All of the slain Palestinians were involved in the fighting, but there were some noncombatants among the wounded, according to the IDF.
The IDF said that since the early hours of Monday, troops had questioned over 120 Palestinian suspects. Some were released, while others were taken in for additional questioning.
The IDF believes there were some 300 Palestinian gunmen in the Jenin refugee camp. IDF spokesman Rear Admiral Daniel Hagari said the military had intelligence on the identities of at least 160 armed Palestinians.
Some 3,000 Palestinians streamed out of the Jenin refugee camp on Monday night to escape the fighting, although the IDF said it had not ordered an evacuation and that there was no closure on Jenin.
The military operation began shortly after 1 a.m. on Monday with a series of airstrikes against multiple targets in the city, including a joint war room shared by various armed groups in the city.
Throughout the campaign, the IDF said, troops located and demolished weapon storage sites, explosives labs with hundreds of primed devices, war rooms used by Palestinian gunmen to observe Israeli forces, and other “terror infrastructure.”
Troops also clashed with armed Palestinians and carried out some 20 drone strikes against various targets in the refugee camp.
Internally, the military has referred to the operation by name, calling it “Bayit Vegan,” literally Home and Garden, a reference to Jenin’s biblical name, and the term has been used by Prime Minister Benjamin Netanyahu as well. But the IDF Spokesperson’s Unit has insisted that the operation has no official name.
The military appeared to be downplaying the scale of the campaign by not giving it a name. Hagari, the spokesman, has called it a “brigade-level raid.”
For weeks, there was speculation about a major Israeli military operation in the West Bank, following a string of shooting attacks and intense resistance to IDF raids in Palestinian cities.

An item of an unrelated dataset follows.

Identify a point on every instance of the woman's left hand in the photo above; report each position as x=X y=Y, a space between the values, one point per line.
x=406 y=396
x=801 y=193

The northern West Bank, and especially the city of Jenin and its environs, has long been considered by the IDF as a hotbed of terrorism, highlighted by a string of attacks in early 2022, many of which were carried out by residents of the area.
According to the IDF, since last year, some 50 shooting attacks were carried out by residents of the area, and 19 wanted Palestinians escaped to Jenin to seek refuge there from Israeli forces.
Tensions between Israelis and Palestinians have been high across the West Bank for the past year and a half, with the military carrying out near-nightly raids, amid a series of deadly Palestinian terror attacks.
Since the beginning of this year, Palestinian attacks in Israel and the West Bank have killed 24 people.
According to a tally by The Times of Israel, 144 West Bank Palestinians have been killed during that time — most of them during clashes with security forces or while carrying out attacks, but some were uninvolved civilians and others were killed under unclear circumstances.